How Child Maintenance Trusts can save tax and grow inter-generational wealth after separation.
19 February, 2020 / In Tax Planning / By Chris Burnett
Divorce and separation is never a pleasant or inexpensive process but it does provide a unique tax planning opportunity that few know about. After separation one party is often required to pay child support to their former spouse. Depending on the age of the child, this could be for as long as 18 years. This cost is ordinarily funded from post-tax earnings. As an example, a taxpayer who has income in the highest marginal tax bracket is theoretically required to earn approximately $2 of income to be able to fund $1 of child support.
If you’re going through a separation there might be an opportunity for you to structure your assets in such a way to allow you to meet your child support obligations from pre-tax dollars – saving you tens of thousands in tax each year. This is achieved by setting up a special Child Maintenance Trust.
If you’ve got a discretionary trust, you probably already know that the most you can distribute to children minors under the age of 18 is an insignificant $416 per year before that income is taxed at rates equal to and higher than 47%! Often the administration involved in distributing such as small amount of income to a minor is not worth the trivial tax saving from doing so.
If you transfer assets into a special trust for the child then the special higher tax rates for minors mentioned above do not apply. Any income distributed to the child are taxed at normal adult marginal tax rates – including the nil tax rate for the first $18,200! Distributions to the child from this trust are counted towards child support obligations meaning there may be less or no amount that is required to be paid from your other post tax income.

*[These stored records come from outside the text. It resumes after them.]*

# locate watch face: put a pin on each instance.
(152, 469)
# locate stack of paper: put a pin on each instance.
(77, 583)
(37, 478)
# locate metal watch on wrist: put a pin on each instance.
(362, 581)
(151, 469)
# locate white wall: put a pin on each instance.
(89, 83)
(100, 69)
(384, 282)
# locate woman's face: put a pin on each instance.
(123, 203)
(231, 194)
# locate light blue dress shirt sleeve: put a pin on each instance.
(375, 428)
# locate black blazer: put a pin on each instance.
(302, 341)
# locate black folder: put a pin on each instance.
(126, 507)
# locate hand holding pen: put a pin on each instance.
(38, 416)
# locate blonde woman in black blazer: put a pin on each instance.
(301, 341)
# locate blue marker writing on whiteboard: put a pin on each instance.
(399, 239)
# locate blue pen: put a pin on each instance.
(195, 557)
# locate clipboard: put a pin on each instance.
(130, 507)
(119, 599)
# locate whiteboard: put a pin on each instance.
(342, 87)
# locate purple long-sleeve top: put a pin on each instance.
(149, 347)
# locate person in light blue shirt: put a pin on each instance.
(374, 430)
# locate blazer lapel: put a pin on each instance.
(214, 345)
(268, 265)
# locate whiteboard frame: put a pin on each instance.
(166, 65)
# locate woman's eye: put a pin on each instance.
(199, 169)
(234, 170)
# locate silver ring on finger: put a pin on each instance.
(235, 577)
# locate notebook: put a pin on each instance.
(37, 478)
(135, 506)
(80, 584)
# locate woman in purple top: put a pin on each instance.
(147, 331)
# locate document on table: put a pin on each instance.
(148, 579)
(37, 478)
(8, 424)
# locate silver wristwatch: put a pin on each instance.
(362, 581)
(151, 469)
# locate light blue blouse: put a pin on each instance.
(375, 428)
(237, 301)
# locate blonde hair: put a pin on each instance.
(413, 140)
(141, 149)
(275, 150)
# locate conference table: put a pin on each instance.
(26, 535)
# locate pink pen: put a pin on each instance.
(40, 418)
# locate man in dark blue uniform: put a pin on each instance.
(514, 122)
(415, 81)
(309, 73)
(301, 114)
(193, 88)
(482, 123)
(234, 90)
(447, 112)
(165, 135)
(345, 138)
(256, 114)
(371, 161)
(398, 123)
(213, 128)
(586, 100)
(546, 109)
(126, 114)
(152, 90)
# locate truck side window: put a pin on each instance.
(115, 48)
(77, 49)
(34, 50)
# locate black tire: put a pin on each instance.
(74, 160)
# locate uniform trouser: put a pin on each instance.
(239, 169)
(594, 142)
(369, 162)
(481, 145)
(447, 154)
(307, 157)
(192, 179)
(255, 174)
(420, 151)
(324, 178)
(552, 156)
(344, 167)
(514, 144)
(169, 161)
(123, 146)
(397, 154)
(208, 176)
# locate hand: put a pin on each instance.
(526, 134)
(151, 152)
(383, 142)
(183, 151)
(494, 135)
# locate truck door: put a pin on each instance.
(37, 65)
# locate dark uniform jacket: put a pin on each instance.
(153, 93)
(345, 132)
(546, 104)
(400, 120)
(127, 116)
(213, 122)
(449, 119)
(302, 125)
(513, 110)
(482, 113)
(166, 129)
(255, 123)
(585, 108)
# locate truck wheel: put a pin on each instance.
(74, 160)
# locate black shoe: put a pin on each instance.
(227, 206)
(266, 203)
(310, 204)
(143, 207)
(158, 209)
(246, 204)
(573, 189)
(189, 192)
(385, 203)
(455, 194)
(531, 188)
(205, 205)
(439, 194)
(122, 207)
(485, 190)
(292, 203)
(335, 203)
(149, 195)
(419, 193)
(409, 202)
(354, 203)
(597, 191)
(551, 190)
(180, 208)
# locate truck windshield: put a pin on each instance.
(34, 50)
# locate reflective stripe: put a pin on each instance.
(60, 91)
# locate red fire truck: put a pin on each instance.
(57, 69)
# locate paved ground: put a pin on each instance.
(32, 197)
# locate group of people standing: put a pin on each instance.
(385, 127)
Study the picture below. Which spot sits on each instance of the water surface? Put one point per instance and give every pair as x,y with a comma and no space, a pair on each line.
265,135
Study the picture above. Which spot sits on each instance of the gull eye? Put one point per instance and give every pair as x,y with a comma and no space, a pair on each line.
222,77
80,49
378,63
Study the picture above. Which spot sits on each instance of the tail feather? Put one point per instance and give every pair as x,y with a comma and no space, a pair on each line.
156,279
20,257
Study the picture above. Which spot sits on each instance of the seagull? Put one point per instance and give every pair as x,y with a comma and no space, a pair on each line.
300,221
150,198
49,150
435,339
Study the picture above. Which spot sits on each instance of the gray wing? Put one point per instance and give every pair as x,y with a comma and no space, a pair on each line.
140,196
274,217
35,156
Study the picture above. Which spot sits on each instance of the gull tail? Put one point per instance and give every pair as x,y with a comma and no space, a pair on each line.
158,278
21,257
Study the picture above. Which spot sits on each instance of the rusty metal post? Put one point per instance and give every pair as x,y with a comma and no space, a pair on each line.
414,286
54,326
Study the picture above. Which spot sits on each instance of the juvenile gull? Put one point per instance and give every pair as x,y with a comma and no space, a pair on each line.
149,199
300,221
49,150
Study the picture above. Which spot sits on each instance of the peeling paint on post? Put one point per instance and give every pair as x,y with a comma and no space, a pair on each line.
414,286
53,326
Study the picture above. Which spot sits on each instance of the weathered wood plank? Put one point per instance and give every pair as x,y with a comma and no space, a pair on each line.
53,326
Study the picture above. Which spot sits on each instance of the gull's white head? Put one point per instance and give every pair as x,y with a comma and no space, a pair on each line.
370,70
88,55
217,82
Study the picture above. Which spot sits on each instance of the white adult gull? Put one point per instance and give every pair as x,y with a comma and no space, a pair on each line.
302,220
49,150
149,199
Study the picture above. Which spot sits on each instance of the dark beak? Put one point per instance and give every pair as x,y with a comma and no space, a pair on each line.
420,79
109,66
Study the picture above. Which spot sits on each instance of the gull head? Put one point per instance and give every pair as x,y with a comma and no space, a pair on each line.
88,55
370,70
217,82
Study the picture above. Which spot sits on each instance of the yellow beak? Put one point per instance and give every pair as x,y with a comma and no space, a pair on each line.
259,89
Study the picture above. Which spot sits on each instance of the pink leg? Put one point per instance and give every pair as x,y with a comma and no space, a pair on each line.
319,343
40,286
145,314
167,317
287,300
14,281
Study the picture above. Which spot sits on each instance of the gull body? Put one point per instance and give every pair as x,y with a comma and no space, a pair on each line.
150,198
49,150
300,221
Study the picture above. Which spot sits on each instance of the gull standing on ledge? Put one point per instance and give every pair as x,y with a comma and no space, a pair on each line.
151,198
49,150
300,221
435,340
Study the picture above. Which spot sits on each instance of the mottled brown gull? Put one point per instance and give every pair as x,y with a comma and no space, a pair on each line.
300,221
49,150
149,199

As an example, if a parent (who was already on the top marginal tax rate) had three children and was required to pay $60,000 in child support, the pre-tax income required is $113,207 and tax would be $53,207! If the parent instead put sufficient assets into a child maintenance trust that generated $60,000 of income, which is distributed to the three children, then there would be no tax payable on that income. That’s a significant saving of tax each and every year!
Are there any catches?
The trustee of the trust should be a parent of child or children who benefit under the trust who is no longer with their spouse. Another requirement is that there must be a court order, child support assessment or agreement in place that mandates the parent to pay child support. The last catch is that the assets within the trust must ultimately pass to the children (often once they turn 18). This is an important consideration as a parent may not be ready to gift such significant capital assets to their children.
With the compounding benefit of paying significantly lower taxes over a period that could be as long as 18 years, a child maintenance trust is definitely a worthwhile strategy to grow inter-generational wealth.